The U.S. Department of Labor appears to be holding off on its plan to create another version of the fiduciary rule, according to an executive for the Securities Industry and Financial Markets Association (SIFMA).
"What we are now hearing is that they do not intend to issue anything anytime soon,” Lisa Bleier, general counsel for SIFMA, said at the group's private wealth conference yesterday.
The DOL announced plans to create yet another version of its fiduciary rule last year, but has been under pressure from securities industry lobbyists to avoid a reprise of the Obama-era fiduciary rule that was overturned in 2018.
Bleier said she believes the DOL has convinced the Biden administration to wait to see if new sales practice rules are effective first.
“Career staff at the DOL have been speaking publicly about the fact that they intend to offer up a new change to the definition of fiduciary, as well as changing some of the exemptions we currently use,” Bleier said. “So at SIFMA we have been pushing back through outreach to the [Biden] administration as well as many of the people who worked with us closely on Capitol Hill over the past several years."
Word of the DOL's hesitation "might mean that that they’ll wait until after the upcoming elections, but we do know we have to keep the pressure on," she said.
DOL spokesman Grant Vaught told Financial Advisor that “developing a rule addressing the definition of fiduciary continues to be a priority for EBSA [the Employee Benefits Security Administraton]. EBSA undertakes rulemaking in a deliberative fashion that carefully balances the interests of the regulated community and those they serve while taking every step to ensure the security of the retirement, health and other workplace-related benefits of America’s workers, retirees and their families," Vaught said.

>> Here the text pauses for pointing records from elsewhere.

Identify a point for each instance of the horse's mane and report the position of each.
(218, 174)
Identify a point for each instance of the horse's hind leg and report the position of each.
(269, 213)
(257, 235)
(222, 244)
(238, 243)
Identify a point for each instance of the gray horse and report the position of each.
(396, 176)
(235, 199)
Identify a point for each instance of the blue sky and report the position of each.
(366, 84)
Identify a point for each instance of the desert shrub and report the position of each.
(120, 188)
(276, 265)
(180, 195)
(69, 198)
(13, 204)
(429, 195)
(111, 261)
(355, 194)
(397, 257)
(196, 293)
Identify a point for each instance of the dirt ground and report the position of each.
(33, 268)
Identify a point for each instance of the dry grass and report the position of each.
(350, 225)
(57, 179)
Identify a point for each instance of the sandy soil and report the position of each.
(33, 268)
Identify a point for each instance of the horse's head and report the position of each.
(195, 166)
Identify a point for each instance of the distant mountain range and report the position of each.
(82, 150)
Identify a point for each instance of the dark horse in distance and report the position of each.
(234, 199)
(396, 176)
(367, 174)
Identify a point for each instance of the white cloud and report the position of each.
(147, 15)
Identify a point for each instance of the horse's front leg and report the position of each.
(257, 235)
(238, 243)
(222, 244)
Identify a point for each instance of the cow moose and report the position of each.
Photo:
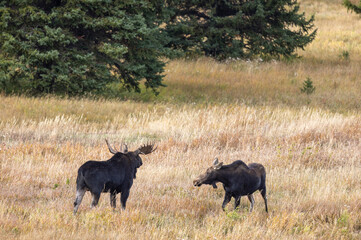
(114, 175)
(238, 180)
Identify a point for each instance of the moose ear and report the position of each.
(218, 166)
(137, 152)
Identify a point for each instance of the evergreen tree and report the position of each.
(73, 47)
(238, 28)
(352, 7)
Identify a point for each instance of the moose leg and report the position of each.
(79, 197)
(123, 198)
(237, 201)
(113, 199)
(263, 193)
(95, 200)
(227, 198)
(251, 199)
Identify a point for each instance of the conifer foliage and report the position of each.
(74, 47)
(239, 28)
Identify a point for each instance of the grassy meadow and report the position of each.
(310, 146)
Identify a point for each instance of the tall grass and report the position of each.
(248, 110)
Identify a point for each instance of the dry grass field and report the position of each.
(248, 110)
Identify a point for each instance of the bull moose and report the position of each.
(238, 180)
(114, 175)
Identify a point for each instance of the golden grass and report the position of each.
(312, 159)
(248, 110)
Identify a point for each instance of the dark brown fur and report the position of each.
(238, 180)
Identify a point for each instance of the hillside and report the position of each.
(310, 146)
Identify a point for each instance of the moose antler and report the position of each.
(146, 149)
(110, 147)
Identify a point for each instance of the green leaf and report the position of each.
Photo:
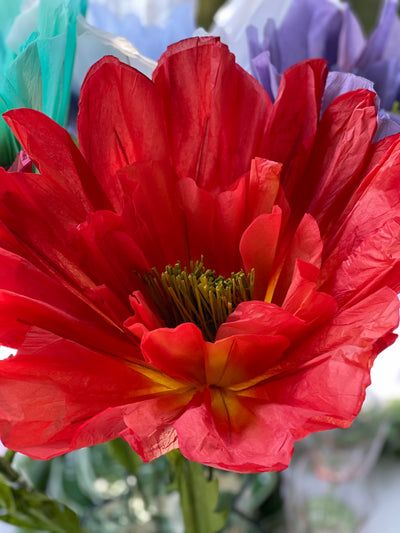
(125, 455)
(199, 498)
(29, 508)
(23, 506)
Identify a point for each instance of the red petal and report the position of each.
(113, 127)
(178, 352)
(293, 121)
(306, 245)
(260, 318)
(304, 301)
(258, 248)
(53, 387)
(203, 90)
(159, 220)
(56, 156)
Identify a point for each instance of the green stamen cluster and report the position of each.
(197, 295)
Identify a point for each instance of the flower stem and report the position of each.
(199, 497)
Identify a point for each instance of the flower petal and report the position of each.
(202, 88)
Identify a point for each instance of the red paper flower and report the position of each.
(195, 172)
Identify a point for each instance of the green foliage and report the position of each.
(199, 498)
(125, 455)
(24, 506)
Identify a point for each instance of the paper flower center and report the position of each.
(197, 295)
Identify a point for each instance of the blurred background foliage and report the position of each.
(367, 11)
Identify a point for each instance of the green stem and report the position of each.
(7, 471)
(199, 497)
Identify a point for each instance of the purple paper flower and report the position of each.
(329, 29)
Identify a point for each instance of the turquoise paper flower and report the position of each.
(37, 57)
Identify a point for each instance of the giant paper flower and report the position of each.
(210, 271)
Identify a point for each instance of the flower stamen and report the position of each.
(197, 295)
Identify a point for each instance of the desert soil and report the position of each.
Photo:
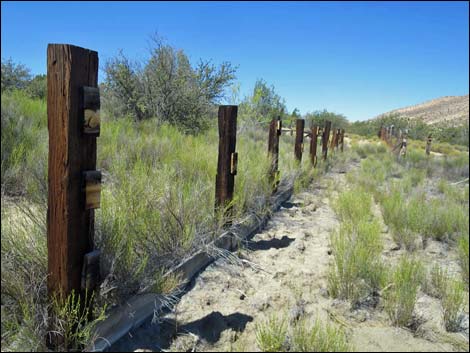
(283, 270)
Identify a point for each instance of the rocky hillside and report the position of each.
(450, 109)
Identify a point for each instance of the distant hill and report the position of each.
(450, 109)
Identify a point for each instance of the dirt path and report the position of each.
(284, 271)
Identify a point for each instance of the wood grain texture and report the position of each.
(69, 226)
(333, 139)
(299, 139)
(275, 128)
(313, 146)
(225, 180)
(342, 140)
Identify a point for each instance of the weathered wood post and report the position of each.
(273, 151)
(333, 139)
(342, 140)
(227, 158)
(74, 184)
(299, 139)
(325, 138)
(428, 145)
(338, 137)
(313, 146)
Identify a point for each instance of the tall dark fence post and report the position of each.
(227, 158)
(342, 140)
(333, 140)
(325, 138)
(273, 151)
(313, 146)
(428, 145)
(299, 139)
(74, 185)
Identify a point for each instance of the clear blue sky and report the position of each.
(360, 58)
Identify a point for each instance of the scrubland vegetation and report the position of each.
(421, 199)
(158, 158)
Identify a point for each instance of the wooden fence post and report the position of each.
(273, 151)
(428, 145)
(313, 146)
(325, 138)
(333, 139)
(73, 124)
(227, 158)
(299, 139)
(342, 140)
(338, 137)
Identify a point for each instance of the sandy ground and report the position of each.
(284, 271)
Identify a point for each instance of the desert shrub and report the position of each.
(400, 299)
(166, 87)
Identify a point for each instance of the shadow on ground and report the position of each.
(208, 329)
(274, 243)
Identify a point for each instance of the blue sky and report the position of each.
(359, 58)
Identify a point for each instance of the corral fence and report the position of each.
(73, 111)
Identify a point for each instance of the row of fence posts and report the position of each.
(74, 184)
(387, 133)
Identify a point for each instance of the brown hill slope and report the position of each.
(450, 109)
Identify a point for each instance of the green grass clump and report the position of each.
(439, 281)
(357, 267)
(400, 299)
(271, 334)
(318, 338)
(353, 206)
(24, 145)
(445, 220)
(464, 256)
(453, 301)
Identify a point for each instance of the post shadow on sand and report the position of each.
(208, 329)
(274, 243)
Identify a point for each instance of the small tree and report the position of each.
(14, 76)
(166, 86)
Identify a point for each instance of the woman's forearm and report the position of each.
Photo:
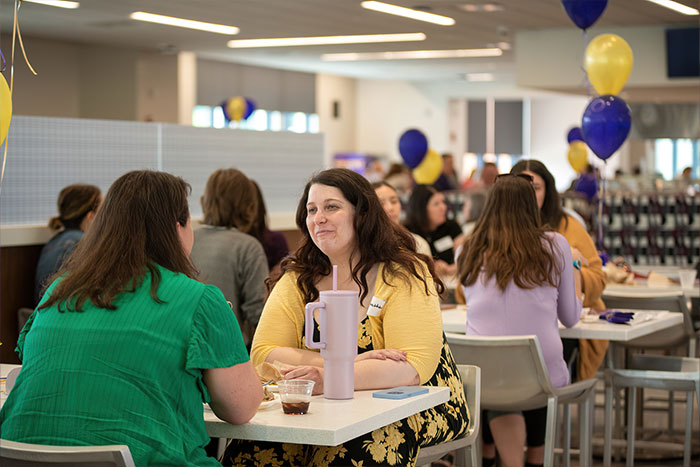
(295, 357)
(381, 374)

Lobbyists from both SIFMA and the Financial Services Institute have taken the lead on the issue and met with House lawmakers’ staff in late February in an attempt to head off another DOL rule.
While the industry keeps its eye trained on new rulemaking activity, firms are operating under an existing DOL fiduciary rule that was passed in the final weeks of the Trump Administration and only went into effect in February.
The regulation provides an exemption that allows advisors to accept compensation that would otherwise be prohibited, including commissions and 12b-1 fees, as long as they act in the best interests of their customers.